第16話 冷えた記憶と違和感

 普段掃除をしないが、床をぞうきんで拭きたくなった。一通り片づけ終わった。

何か飲み物をこぼしたわけじゃない。誰もいない部屋。何となく、綺麗にしたくなった。フローリングの床が夏だというのに、なぜか冷たい。

空翔の心と同じみたいだ。外は猛暑でものすごく暑いのにエアコンと扇風機の風がもろに当たるからだろうか。額には汗をかいている。

暑いのにどうして寒いんだろう。1人でいることがこんなにむなしいって知らなかった。数年前に1人暮らしをしたときは感じなかった思いが溢れ出て来た。この部屋での夏楓との沢山の記憶を思い出すが誰もいない静かな部屋を見て、存在感が大きいんだと改めて感じる。初めて一緒に買いに行った風鈴が虚しく鳴り響く。

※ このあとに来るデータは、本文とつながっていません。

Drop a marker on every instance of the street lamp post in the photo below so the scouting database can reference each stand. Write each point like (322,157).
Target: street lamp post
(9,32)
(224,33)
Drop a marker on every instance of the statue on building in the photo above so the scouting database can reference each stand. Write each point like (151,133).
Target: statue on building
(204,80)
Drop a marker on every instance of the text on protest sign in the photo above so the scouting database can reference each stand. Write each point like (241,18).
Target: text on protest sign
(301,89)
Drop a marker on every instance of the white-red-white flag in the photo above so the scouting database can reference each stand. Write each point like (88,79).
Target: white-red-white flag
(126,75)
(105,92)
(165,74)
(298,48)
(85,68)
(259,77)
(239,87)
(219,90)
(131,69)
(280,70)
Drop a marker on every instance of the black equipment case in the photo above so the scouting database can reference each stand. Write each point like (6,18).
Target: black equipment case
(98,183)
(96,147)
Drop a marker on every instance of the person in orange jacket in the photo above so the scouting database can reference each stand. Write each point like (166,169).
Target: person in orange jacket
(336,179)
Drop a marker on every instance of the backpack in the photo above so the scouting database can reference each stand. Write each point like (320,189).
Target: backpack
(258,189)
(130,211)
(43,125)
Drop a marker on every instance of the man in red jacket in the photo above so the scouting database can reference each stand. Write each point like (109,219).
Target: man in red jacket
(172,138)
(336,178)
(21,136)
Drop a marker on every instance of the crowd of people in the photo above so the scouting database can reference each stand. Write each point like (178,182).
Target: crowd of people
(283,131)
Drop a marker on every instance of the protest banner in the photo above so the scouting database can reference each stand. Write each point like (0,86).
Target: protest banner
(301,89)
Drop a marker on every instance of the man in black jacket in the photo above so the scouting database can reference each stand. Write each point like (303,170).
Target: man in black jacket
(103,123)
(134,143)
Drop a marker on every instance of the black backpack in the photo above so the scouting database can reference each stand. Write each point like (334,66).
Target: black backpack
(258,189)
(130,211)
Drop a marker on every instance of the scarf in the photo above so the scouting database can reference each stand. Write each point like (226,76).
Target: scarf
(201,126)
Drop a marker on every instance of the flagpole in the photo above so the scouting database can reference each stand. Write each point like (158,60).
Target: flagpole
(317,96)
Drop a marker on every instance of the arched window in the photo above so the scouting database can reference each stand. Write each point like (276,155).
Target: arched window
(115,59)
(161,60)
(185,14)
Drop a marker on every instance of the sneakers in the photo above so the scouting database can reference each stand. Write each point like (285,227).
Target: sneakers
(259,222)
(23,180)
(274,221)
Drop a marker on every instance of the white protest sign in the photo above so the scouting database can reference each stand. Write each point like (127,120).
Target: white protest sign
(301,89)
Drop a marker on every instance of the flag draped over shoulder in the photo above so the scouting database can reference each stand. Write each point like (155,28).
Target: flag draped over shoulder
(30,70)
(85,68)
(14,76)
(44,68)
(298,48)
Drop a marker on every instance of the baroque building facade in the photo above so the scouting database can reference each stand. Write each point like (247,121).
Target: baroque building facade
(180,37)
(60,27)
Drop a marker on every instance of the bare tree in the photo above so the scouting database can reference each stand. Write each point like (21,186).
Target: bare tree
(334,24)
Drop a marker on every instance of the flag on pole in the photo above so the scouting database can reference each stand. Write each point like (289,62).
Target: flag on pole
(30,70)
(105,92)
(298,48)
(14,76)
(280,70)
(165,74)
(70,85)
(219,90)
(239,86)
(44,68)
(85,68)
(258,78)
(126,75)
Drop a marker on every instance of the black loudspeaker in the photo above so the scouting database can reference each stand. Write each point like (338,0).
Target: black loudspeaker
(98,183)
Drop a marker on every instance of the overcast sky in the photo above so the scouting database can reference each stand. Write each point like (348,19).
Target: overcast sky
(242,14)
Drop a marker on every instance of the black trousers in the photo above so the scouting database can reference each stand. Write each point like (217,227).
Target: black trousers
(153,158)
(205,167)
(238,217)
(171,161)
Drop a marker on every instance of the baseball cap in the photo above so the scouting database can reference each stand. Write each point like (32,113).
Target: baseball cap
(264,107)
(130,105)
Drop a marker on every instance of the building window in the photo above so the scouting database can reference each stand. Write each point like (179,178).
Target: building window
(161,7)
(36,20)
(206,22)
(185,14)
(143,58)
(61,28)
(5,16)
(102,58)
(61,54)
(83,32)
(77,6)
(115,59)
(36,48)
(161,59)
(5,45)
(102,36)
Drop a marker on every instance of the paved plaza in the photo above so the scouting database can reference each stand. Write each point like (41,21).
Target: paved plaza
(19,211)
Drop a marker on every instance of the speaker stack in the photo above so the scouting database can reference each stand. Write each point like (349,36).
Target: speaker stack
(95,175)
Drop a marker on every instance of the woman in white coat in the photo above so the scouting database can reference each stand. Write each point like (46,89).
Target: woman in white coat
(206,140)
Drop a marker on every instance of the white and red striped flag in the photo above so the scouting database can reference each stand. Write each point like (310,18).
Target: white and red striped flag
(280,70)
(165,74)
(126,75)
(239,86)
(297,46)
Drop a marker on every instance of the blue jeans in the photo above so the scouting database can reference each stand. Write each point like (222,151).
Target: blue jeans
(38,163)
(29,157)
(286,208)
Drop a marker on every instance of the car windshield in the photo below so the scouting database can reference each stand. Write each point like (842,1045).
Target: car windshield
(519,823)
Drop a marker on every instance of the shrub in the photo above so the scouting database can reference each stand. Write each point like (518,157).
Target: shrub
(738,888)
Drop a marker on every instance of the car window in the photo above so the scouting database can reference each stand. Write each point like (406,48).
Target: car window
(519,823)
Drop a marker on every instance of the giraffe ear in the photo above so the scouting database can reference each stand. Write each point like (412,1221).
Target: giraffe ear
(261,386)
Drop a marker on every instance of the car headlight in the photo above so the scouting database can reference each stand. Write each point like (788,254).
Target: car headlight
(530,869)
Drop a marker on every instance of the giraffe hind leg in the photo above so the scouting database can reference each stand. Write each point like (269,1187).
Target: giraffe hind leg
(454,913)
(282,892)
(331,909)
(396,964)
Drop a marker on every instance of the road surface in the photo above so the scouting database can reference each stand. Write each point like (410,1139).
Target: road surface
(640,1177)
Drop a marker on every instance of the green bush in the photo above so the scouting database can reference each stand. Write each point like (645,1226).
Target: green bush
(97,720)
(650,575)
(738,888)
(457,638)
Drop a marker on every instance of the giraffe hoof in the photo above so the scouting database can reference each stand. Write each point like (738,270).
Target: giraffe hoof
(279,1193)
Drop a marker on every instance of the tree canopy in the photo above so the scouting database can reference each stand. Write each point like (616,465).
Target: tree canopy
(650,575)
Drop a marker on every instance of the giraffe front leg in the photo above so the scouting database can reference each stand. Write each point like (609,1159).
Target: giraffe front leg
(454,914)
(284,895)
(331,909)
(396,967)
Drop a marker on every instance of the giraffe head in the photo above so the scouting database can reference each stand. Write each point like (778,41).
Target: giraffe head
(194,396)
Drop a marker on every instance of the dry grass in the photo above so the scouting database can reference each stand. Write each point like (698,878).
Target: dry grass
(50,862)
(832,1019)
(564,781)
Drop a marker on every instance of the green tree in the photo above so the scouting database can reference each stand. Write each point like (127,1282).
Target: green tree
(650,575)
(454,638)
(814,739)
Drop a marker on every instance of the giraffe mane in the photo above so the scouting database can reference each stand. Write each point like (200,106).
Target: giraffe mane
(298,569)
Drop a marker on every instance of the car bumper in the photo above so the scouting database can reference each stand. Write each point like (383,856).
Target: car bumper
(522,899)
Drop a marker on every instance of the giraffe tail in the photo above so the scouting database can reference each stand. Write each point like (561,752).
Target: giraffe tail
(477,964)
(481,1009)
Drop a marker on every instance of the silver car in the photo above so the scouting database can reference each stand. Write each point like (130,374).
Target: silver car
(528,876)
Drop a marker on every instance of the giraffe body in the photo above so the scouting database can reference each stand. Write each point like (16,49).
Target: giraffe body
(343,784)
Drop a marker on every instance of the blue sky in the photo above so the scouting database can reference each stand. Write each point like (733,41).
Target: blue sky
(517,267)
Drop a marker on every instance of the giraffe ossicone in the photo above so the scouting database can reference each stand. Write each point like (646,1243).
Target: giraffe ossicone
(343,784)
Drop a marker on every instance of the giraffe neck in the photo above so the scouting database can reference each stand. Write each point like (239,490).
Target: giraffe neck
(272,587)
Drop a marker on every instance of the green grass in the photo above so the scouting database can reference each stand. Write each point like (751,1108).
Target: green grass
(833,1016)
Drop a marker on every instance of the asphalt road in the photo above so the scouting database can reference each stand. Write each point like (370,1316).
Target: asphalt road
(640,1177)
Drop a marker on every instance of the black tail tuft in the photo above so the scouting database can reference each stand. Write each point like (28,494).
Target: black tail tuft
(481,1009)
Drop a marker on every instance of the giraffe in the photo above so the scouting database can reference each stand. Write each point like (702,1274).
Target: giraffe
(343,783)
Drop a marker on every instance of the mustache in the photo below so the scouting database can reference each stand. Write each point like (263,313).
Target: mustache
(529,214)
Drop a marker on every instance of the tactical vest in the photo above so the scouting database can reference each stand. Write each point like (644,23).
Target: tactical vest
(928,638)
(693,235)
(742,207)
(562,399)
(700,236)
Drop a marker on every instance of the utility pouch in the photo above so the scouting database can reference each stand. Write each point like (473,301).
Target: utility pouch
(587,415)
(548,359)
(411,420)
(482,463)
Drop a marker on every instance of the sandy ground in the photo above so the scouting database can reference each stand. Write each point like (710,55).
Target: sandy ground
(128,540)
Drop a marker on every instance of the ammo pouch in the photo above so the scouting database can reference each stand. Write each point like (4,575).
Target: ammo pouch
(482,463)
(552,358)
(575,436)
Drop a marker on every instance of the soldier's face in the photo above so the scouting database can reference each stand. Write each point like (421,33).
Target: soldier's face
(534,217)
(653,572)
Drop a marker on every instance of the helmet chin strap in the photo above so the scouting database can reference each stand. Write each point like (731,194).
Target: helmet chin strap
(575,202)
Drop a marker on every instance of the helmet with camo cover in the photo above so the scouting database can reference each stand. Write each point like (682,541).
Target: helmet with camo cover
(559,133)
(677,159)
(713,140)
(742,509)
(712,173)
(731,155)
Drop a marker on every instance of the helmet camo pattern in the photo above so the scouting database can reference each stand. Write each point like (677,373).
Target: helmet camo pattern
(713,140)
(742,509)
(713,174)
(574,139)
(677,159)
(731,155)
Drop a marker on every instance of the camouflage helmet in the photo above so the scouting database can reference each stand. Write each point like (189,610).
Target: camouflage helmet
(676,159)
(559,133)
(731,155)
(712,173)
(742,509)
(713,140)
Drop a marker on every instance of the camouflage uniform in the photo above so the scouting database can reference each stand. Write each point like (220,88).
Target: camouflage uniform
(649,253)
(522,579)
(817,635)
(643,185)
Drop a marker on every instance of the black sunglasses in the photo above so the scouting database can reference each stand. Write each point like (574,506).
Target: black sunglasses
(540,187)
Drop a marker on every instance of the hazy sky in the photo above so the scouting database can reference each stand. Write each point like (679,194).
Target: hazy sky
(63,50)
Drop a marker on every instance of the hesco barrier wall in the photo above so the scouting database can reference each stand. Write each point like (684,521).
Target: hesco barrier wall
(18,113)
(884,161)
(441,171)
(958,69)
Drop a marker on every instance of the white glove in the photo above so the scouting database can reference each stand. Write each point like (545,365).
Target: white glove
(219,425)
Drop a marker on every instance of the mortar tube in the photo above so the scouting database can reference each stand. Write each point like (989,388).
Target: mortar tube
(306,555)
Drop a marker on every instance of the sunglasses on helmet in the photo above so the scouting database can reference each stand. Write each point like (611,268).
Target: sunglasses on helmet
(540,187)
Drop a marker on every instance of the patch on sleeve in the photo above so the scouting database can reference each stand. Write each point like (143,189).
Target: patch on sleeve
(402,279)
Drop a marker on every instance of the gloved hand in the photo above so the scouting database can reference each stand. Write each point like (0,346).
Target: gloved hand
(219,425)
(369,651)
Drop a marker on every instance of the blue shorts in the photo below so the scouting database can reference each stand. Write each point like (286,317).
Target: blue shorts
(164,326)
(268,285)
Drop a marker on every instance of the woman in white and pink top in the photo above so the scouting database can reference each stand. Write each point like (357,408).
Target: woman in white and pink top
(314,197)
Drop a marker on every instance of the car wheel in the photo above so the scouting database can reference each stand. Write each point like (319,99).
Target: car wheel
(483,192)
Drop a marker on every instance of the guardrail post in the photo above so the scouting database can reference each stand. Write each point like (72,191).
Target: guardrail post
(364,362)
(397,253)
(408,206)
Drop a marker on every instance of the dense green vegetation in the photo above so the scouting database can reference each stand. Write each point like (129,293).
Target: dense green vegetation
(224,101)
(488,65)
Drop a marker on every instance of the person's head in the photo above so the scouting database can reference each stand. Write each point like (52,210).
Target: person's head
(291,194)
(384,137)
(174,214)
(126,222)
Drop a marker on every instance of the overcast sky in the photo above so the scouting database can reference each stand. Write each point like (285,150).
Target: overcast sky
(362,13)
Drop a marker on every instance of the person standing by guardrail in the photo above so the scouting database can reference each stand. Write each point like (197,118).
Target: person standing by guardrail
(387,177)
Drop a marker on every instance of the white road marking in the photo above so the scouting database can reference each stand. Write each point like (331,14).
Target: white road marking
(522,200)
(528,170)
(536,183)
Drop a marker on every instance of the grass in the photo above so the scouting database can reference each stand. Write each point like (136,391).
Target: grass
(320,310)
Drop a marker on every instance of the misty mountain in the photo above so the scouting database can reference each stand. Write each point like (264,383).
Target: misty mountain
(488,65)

 椅子に座り、丸い茶色のテーブルの上、左腕を伸ばして枕のようにして、リビングを見た。夏颯の動きを想像する。スマホの充電器を探しながらウロウロしてたその瞬間、何気ないその姿でさえも見れないのが、今では悲しかった。




◇◇◇


-夏楓sideー


交際して3年目。両親に相談して、結婚を前提として同棲することが決まった。ほとんど、空翔の指示に従った感じだった。お互いの部屋の行き来も電車賃もかかるし、家賃ももったいないという金銭的な悩みを解消するためでもあった。引っ越しの準備も手際よく、自分のことだけじゃなく、夏楓の分も一緒に整えてくれた。流れはすべて空翔の方。なんとなく、文句を言えない空気があまり好きじゃなかった。相談もしにくい。嫌いではなかった。仕方ない空翔の就職先が決まったと同時に引っ越しだったというのもある。忙しすぎた。空翔は大学卒業してしまったため、日中会う時間も減り、お互いに何をしているかなんて干渉することなく、本当に交際してるのか疑問を感じて来た。同棲を開始したばかりなのに、何だかもやもやした空気だった。忙しさゆえ、空翔はきっと私を見てなかった。身の回りのことのやることが多くて、そっちにフォーカスしていたんだと思う。恋愛じゃなく家族になった感覚だ。

それでも、いつも何も言わず家事をしてくれてありがたかった。


 もっと我儘言えば良かったかなと後悔した。母親みたいな彼にどう接してするべきか。求めるものが違うんじゃないかと思った。夏楓は彼女では無かったかもしれないといつも感じてた。


 もうこれでいいんだと言い聞かせた。何事もない日常を送ることで手一杯だった。


 夏楓は孝俊と同じ目線で話せた。犬か猫かと聞いた時に同じ犬が好きだった時が夏楓の顔が物凄く緩くなったのを覚えている。お互いに気を遣わずに話せることで安心した。一緒のバイトで教え合ったり、休憩時間に上司の愚痴を言い合うのが日課だった。割とリラックスして話していた。友達以上の関係になるにはそんなに時間はかからなかった。バイト終わりに孝俊の家に遊びに行ったこともある。空翔が残業で遅くなると連絡があった日だ。1人でご飯を食べるのもと思った夏楓は、孝俊にご飯を作ってあげていた。普段料理を作れないのを孝俊で発散していた。


 もう、夏楓は空翔の前で料理をすることは緊張してできなくなった。何をどう評価されるかわからないからだ。辛口評価になるんじゃないかという恐れがあった。

 

 ことなおさら、料理だけではなく、空翔と一緒に住んだ瞬間には緊張しすぎて空翔が親みたいに感じてしまう。彼氏は親じゃないと気づいた時には心が離れていた。